Class Discovery in Gene Expression Data
A. Ben-Dor, N. Friedman, and Z. Yakhini.
In Proc. Fifth Annual Inter. Conf.
on Computational Molecular Biology (RECOMB 2001).
Postscript version (576K)
PDF version.
Abstract
Recent studies demonstrate the discovery of putative disease subtypes
from gene expression data. The underlying computational problem is to
partition the set of sample tissues into statistically meaningful
classes. In this paper we present a novel approach to class discovery
and develop automatic analysis methods. Our approach is based on
statistically scoring candidate partitions according to the
overabundance of genes that separate the different classes. Indeed, in
biological datasets, an overabundance of genes separating known
classes is typically observed. we measure overabundance against a
stochastic null model.

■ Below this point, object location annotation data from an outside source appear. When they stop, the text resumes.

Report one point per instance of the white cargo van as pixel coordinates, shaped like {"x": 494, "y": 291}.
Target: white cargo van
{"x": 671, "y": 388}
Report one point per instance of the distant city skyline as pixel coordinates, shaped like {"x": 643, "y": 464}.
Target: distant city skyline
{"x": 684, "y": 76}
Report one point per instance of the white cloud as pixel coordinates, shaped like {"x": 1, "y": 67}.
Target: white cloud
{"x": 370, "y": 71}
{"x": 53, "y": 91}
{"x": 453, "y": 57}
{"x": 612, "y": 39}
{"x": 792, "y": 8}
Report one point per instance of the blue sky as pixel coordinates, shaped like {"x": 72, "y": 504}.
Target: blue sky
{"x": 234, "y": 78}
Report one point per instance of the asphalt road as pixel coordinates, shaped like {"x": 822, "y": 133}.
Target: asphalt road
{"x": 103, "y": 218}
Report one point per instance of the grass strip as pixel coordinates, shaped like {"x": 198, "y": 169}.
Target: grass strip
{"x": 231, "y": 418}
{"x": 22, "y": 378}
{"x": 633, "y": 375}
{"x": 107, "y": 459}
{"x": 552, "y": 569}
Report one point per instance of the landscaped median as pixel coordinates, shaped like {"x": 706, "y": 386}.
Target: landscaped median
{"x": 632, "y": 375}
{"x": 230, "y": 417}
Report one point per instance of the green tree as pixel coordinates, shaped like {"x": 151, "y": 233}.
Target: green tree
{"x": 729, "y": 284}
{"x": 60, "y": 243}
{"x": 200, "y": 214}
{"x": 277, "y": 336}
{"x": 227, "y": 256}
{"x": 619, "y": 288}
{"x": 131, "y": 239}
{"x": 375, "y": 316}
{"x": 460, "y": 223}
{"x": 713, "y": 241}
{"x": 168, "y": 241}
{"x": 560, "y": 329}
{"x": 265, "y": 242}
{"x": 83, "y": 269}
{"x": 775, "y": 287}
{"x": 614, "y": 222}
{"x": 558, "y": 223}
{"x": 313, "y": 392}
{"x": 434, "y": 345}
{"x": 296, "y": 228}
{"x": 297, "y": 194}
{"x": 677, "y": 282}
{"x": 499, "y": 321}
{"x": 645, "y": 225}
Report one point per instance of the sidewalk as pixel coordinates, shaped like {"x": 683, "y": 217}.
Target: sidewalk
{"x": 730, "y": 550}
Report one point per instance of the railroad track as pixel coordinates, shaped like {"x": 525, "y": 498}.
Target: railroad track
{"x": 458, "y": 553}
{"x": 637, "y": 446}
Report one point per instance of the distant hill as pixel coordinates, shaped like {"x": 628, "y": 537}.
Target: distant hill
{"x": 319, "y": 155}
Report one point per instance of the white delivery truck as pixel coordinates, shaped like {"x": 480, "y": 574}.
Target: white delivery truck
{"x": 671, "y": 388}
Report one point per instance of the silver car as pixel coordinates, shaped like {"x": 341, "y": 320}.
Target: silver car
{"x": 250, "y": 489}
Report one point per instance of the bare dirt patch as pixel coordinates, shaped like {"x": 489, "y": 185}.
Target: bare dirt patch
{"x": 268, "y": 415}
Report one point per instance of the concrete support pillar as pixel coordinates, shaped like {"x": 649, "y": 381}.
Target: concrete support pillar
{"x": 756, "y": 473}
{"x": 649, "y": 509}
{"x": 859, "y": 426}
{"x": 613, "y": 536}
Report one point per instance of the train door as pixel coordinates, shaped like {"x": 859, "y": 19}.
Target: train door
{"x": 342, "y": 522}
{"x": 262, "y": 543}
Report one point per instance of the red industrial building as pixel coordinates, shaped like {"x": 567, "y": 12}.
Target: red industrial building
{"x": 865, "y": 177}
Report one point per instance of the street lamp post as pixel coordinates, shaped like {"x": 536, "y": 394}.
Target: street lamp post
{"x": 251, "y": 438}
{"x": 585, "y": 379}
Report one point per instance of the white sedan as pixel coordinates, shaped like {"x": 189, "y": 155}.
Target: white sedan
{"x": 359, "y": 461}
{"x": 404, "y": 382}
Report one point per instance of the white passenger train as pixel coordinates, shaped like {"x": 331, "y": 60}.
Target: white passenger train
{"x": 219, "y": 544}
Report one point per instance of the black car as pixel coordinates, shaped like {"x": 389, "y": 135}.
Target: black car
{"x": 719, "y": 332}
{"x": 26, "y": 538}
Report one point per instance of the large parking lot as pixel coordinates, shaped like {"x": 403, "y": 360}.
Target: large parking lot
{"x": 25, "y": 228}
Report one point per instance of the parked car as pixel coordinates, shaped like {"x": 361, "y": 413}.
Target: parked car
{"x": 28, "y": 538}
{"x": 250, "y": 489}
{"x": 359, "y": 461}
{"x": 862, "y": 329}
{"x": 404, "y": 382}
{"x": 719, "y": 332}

This allows for highlighting subtle, yet
meaningful, partitions that are supported on a small subset of the
genes.
Using simulated annealing we explore the space of all possible
partitions of the set of samples, seeking partitions with statistically
significant overabundance of differentially expressed genes. We
demonstrate the performance of our methods on synthetic data, where we
recover planted partitions. Finally, we turn to tumor expression
datasets, and show that we find several highly pronounced partitions.